Review: Jackie Trash - "One Thousand Years in a Dreamscape"

Jackie Trash - One Thousand Years in a Dreamscape
(Self-Released 2014)

Shedding the meta-humor and lowercase sarcasm of its predecessor, One Thousand Years in a Dreamscape builds a new sound upon Jackie Trash's former "tumblr-era emo" attitude, a description I manufactured for my review of 2013's wow so sad. Embracing a more mature approach to songwriting, the Canadian lo-fi pop project maintains its addictive attention to melody and emotion, but is also more open to experimentation. The new LP explores longer track lengths, allowing for radical mid-song shifts in sound, and is also not afraid into venture into ambient territory. While Jackie Trash may hold on to the fuzzy sound quality popularized by Julia Brown and friends, the brains behind the band, Linus Taylor, carves out a niche all his own by borrowing ideas from earlier alternative epics like Ok Computer and Mellon Collie & the Infinite Sadness.

Not to say the album is devoid of pop gems. Far from it, in fact. "Worthless Skeleton" opens One Thousand Years after a noisy introductory track. The song is carried by a twangy guitar riff that matches Taylor's vocal melodies note for note, a tambourine shimmering alongside it, urging the song forward. Though memorable, the more upbeat cuts such as the one just mentioned are upstaged by the album's sadder moments. "Lying On The Floor" is easily the most beautiful tune offered here; a drum machine and keyboard throb while acoustic guitar samples played backward swirl throughout.

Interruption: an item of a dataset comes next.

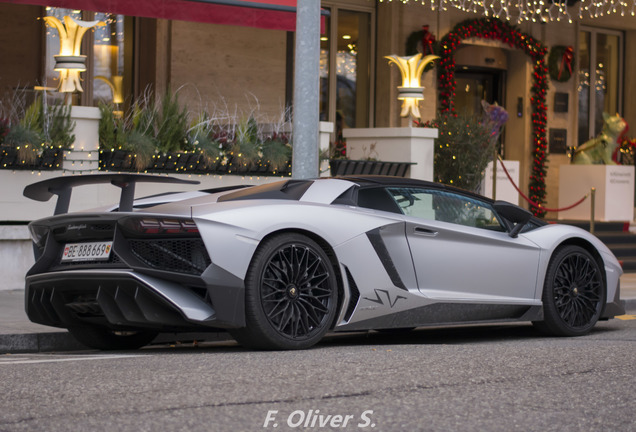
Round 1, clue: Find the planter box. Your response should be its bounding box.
[0,146,64,171]
[342,127,438,181]
[481,160,520,205]
[99,150,291,176]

I know I compared Jackie Trash to Smashing Pumpkins last time around, but it's once again worth noting that this track could easily pass for one of their demos.

While tracks marked with quotation marks on the album's bandcamp page like "Absence" and "In August" may come as a shock even to tenured Jackie Trash fans, they make a lot more sense considering Taylor's reverence for experimental singer-songwriter Dean Blunt, who frequently includes long instrumental sections and bizarre but fascinating samples between and during songs. "Absence" especially fits this bill, featuring the female equivalent of the computer from Radiohead's "Fitter Happier", new age-y keyboards and clunky guitar strums, all floating above the sound of a synthesized choir.

The two final tracks represent both the climax and conclusion of One Thousand Years in a Dreamscape, interesting due to the fact that they are also the most understated songs on display. "Swingset" is driven by sparse, twangy plucking and spans a whole 5 minutes. It seems to keep my interest, though, to the tension held throughout, as if it were from Slint's Spiderland. "Bones" concludes things, a keyboard-led farewell piece that matches the level of lo-fi fuzz on wow so sad. When glockenspiel joins Taylor as he sings the cut's sing-songy chorus, I can't help but be reminded of the Sesame Street theme song somehow. There are many beautiful neo-lo-fi albums out there, but few achieve the level of epicism acihieved on One Thousand Years.